June 27, 2012

Wordless Wednesday: What 109 Degrees Will Do to a Plant

Yesterday we broke a record in Texas. A high of 109 degrees was recorded in the middle of the city, only a couple of miles from where our garden grows. Or ceases to grow. In case you were wondering what the garden looks like (and why I'm totally ok with saying goodbye and waiting for fall...), this should answer some questions.

The gardens at 6:30 a.m., after a little watering. (Sorry it's blurry, I had peppers in one hand.)
The same gardens at 6:30 p.m., after a peak temperature of 109 degrees. Fahrenheit.
Peppers and tomatillos, 6:30 a.m.

After. Fin stopped to smell the roses, and show how hot it is.

Cucumber vines, 6:30 a.m.

Cucumber vines, 6:30 p.m.

Close-up of the cucumber vines at 6:30 p.m.

Something ate this cantaloupe.
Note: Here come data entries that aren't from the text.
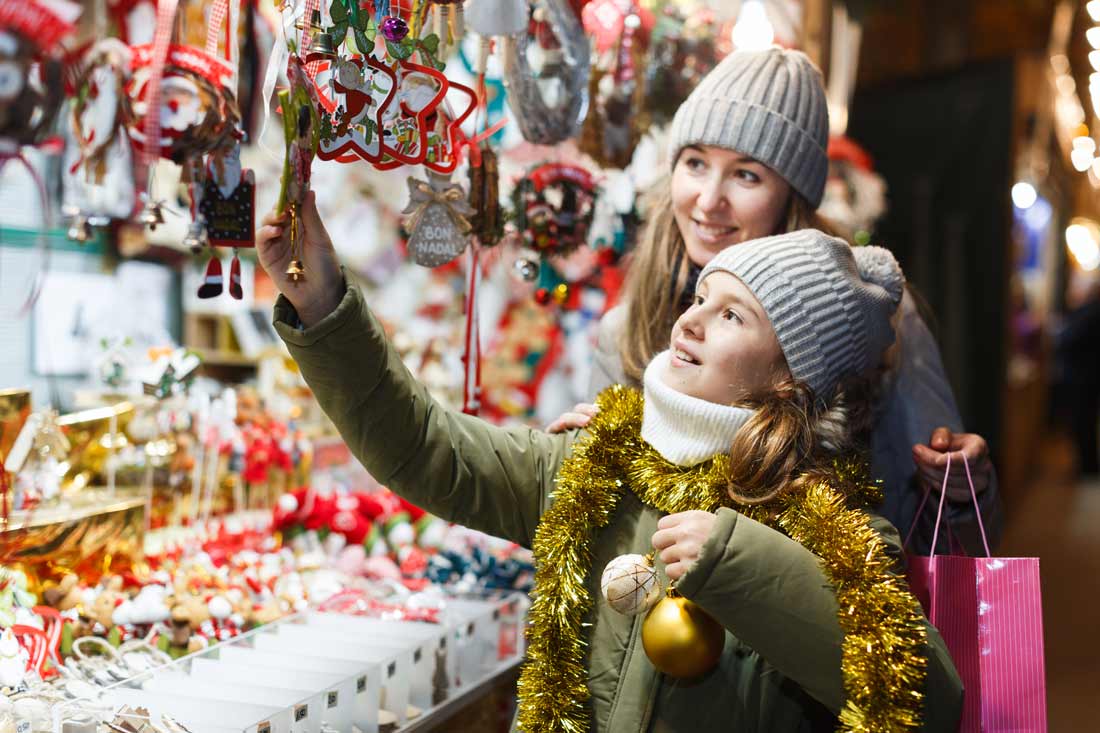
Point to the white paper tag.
(24, 441)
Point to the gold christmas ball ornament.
(629, 584)
(681, 638)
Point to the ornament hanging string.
(162, 40)
(471, 383)
(8, 155)
(276, 63)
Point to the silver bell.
(527, 270)
(79, 229)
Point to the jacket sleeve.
(772, 593)
(454, 466)
(915, 401)
(606, 361)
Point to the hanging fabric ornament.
(684, 50)
(100, 107)
(228, 208)
(100, 185)
(229, 200)
(438, 226)
(629, 583)
(681, 638)
(31, 84)
(616, 99)
(549, 119)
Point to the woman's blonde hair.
(658, 275)
(793, 434)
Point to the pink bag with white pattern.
(989, 612)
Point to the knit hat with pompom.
(831, 304)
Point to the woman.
(737, 500)
(748, 151)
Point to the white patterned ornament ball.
(629, 584)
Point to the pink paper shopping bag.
(989, 612)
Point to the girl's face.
(724, 348)
(721, 197)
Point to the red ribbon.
(471, 383)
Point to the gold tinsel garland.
(883, 657)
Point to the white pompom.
(879, 266)
(629, 584)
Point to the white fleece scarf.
(685, 430)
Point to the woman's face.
(724, 348)
(721, 197)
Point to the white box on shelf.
(234, 715)
(307, 706)
(422, 644)
(341, 709)
(440, 636)
(394, 686)
(476, 636)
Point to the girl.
(754, 509)
(748, 152)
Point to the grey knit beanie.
(769, 105)
(829, 304)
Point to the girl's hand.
(320, 291)
(932, 459)
(680, 538)
(579, 417)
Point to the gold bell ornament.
(680, 638)
(629, 583)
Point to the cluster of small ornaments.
(680, 638)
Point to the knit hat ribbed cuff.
(761, 133)
(829, 307)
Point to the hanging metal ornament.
(485, 197)
(527, 269)
(550, 105)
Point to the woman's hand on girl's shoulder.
(680, 538)
(579, 417)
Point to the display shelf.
(432, 718)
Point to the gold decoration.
(681, 638)
(883, 649)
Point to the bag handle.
(939, 511)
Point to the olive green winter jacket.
(781, 666)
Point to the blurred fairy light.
(1023, 195)
(752, 30)
(1082, 240)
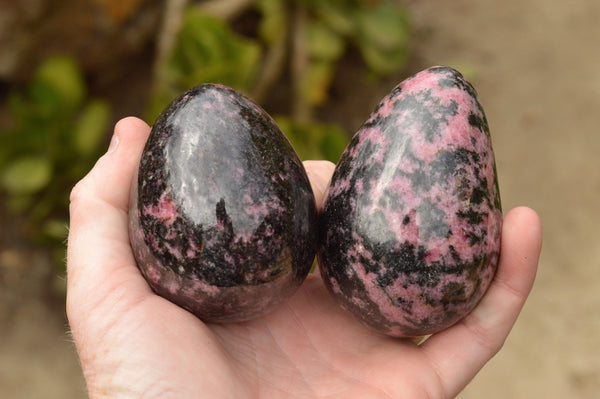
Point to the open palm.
(133, 343)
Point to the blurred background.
(70, 69)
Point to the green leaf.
(63, 76)
(316, 82)
(91, 127)
(314, 140)
(338, 15)
(324, 43)
(26, 175)
(206, 51)
(383, 37)
(55, 229)
(333, 143)
(273, 23)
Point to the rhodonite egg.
(222, 217)
(410, 231)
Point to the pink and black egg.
(410, 231)
(222, 215)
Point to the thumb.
(319, 173)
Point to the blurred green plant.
(55, 135)
(305, 39)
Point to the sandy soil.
(535, 66)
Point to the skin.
(133, 343)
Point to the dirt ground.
(535, 66)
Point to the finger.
(319, 173)
(99, 258)
(460, 352)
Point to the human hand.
(133, 343)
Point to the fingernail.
(114, 142)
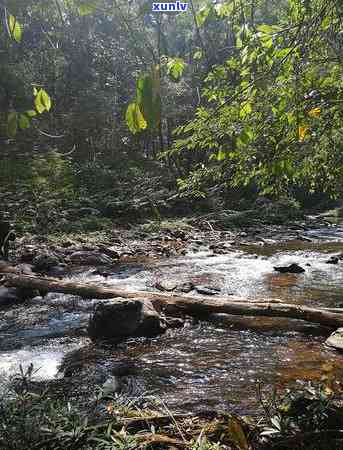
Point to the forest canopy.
(230, 95)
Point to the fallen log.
(172, 303)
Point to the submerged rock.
(8, 295)
(120, 319)
(90, 258)
(207, 290)
(336, 339)
(332, 260)
(44, 261)
(292, 268)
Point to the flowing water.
(202, 365)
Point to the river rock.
(292, 268)
(9, 295)
(44, 261)
(336, 339)
(206, 290)
(58, 271)
(332, 260)
(165, 286)
(86, 258)
(120, 319)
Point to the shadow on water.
(216, 364)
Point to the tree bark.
(195, 306)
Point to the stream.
(203, 365)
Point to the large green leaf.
(15, 28)
(24, 122)
(148, 100)
(135, 119)
(42, 101)
(12, 124)
(175, 68)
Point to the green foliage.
(15, 28)
(135, 119)
(270, 110)
(175, 68)
(42, 101)
(51, 176)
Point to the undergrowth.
(36, 417)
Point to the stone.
(58, 271)
(292, 268)
(120, 319)
(186, 287)
(9, 295)
(85, 258)
(332, 260)
(206, 290)
(44, 261)
(111, 386)
(165, 286)
(335, 340)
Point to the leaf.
(12, 124)
(268, 29)
(85, 8)
(303, 129)
(42, 101)
(134, 118)
(15, 28)
(224, 9)
(31, 113)
(220, 155)
(175, 68)
(24, 122)
(202, 15)
(148, 99)
(237, 434)
(245, 110)
(198, 55)
(315, 112)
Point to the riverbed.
(215, 364)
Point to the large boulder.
(120, 319)
(44, 261)
(335, 340)
(86, 258)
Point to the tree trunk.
(195, 306)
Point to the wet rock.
(165, 286)
(58, 271)
(292, 268)
(205, 290)
(186, 287)
(332, 260)
(113, 252)
(336, 339)
(67, 243)
(9, 295)
(85, 212)
(25, 269)
(90, 258)
(174, 322)
(44, 261)
(111, 386)
(102, 273)
(119, 319)
(28, 252)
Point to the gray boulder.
(120, 319)
(90, 258)
(336, 339)
(44, 261)
(9, 295)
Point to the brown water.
(204, 365)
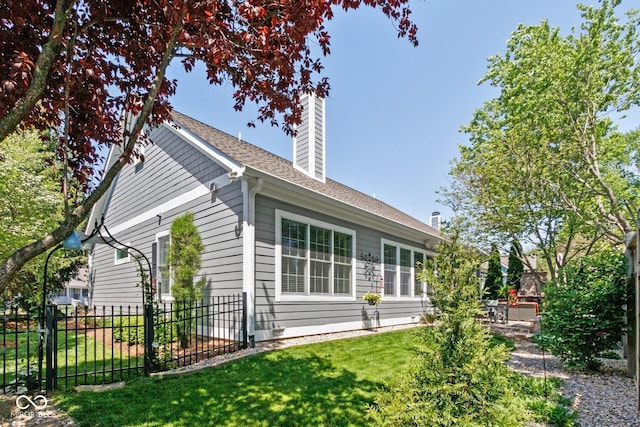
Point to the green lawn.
(323, 384)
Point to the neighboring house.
(75, 291)
(303, 247)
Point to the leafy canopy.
(545, 163)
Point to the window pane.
(418, 257)
(342, 250)
(405, 272)
(342, 279)
(320, 273)
(293, 275)
(320, 243)
(389, 270)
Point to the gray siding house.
(303, 247)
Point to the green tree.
(546, 164)
(493, 283)
(185, 261)
(456, 378)
(515, 269)
(583, 310)
(31, 202)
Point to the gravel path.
(605, 399)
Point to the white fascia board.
(328, 328)
(213, 153)
(297, 195)
(176, 202)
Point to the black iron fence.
(108, 344)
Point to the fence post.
(148, 339)
(244, 320)
(51, 330)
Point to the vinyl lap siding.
(286, 314)
(172, 167)
(218, 217)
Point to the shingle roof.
(256, 158)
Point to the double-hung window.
(314, 259)
(400, 270)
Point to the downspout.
(249, 250)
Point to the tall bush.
(185, 261)
(493, 282)
(456, 377)
(516, 266)
(583, 310)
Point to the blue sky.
(394, 111)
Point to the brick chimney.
(309, 142)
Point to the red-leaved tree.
(77, 68)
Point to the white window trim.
(141, 151)
(118, 261)
(412, 288)
(280, 214)
(163, 297)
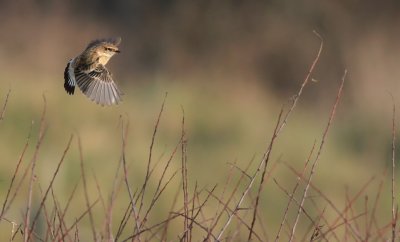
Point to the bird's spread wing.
(69, 78)
(98, 86)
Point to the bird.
(88, 72)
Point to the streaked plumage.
(88, 72)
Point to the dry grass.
(237, 215)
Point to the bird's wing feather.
(98, 85)
(69, 78)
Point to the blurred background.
(229, 64)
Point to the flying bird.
(88, 72)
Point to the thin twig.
(49, 187)
(85, 189)
(324, 136)
(42, 132)
(393, 172)
(4, 106)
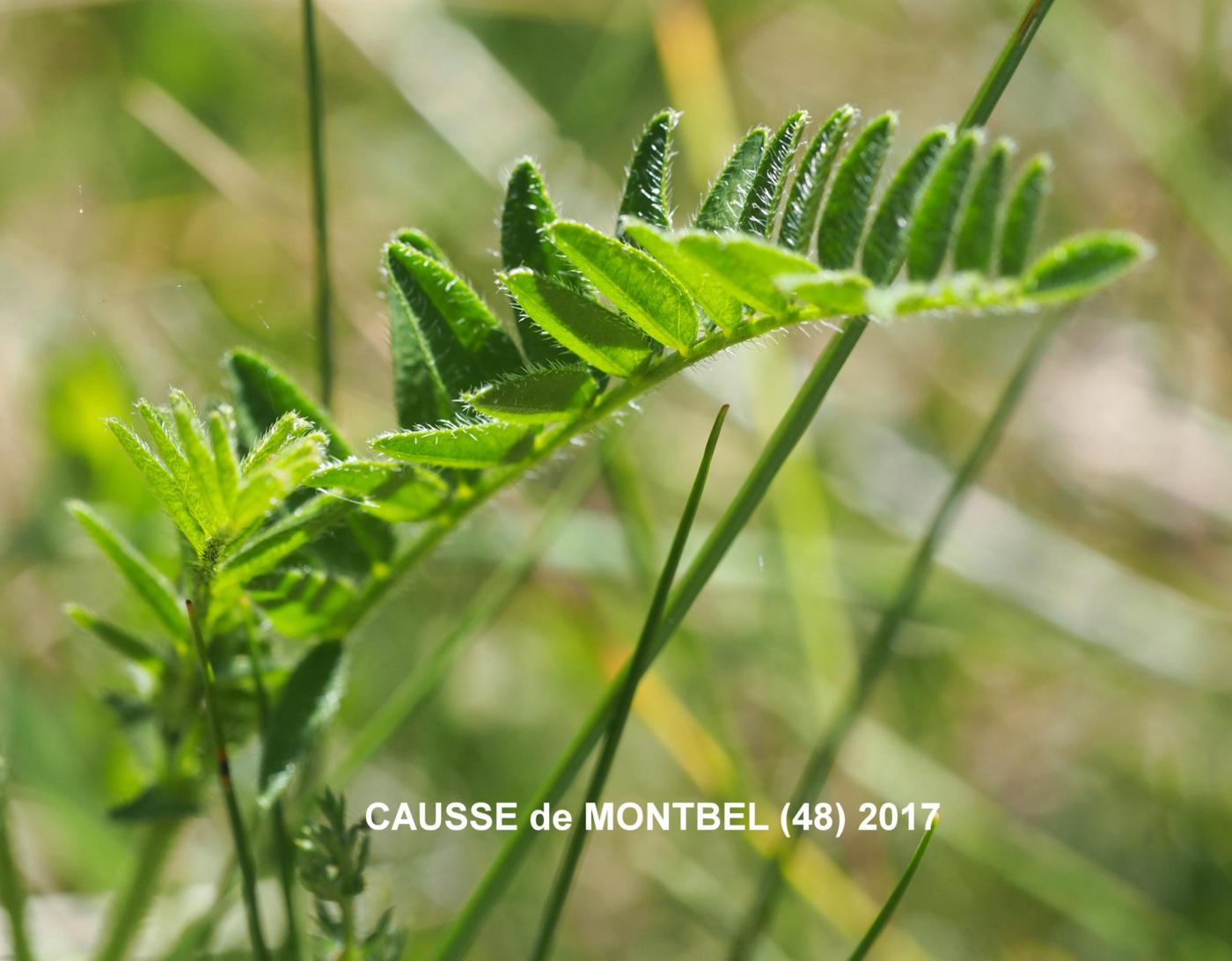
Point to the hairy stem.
(285, 847)
(791, 428)
(322, 293)
(624, 704)
(239, 833)
(129, 908)
(821, 761)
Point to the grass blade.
(791, 428)
(638, 664)
(887, 909)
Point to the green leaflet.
(646, 187)
(117, 638)
(264, 393)
(886, 246)
(276, 542)
(444, 336)
(202, 472)
(487, 444)
(804, 200)
(977, 231)
(387, 490)
(724, 201)
(600, 336)
(160, 482)
(766, 193)
(838, 236)
(634, 281)
(524, 243)
(150, 584)
(929, 236)
(1023, 216)
(712, 296)
(745, 267)
(538, 397)
(301, 601)
(833, 293)
(1082, 265)
(307, 702)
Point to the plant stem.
(281, 834)
(1004, 65)
(785, 437)
(638, 664)
(12, 889)
(887, 909)
(319, 212)
(821, 761)
(131, 907)
(239, 833)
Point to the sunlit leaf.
(841, 225)
(634, 281)
(141, 575)
(486, 444)
(600, 336)
(726, 199)
(886, 246)
(809, 187)
(766, 193)
(928, 239)
(308, 701)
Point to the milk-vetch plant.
(280, 515)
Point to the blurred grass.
(1063, 686)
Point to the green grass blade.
(1023, 216)
(928, 239)
(886, 246)
(141, 575)
(711, 296)
(745, 268)
(647, 187)
(634, 281)
(887, 909)
(804, 200)
(307, 702)
(601, 338)
(723, 203)
(791, 428)
(486, 444)
(977, 231)
(838, 236)
(117, 638)
(624, 704)
(538, 397)
(12, 887)
(766, 193)
(264, 393)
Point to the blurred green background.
(1063, 687)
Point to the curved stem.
(131, 907)
(239, 833)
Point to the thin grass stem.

Regrettably, it wasn't me. 
Despite some ugly leaves and way-too-small cages, the tomatoes are still producing!

The giant sunflower (taller than the house! almost!) and the watermelon patch.

Fin and Ryan showing the enormity of our magnificent sunflower.
My tall hubcap can't even reach the top!

Even with all this vine borer damage, two of the zucchini plants continue to produce about two zukes each week.


Claire Jain said...

I'm a little afraid of that hollow cantaloupe. What eats like that?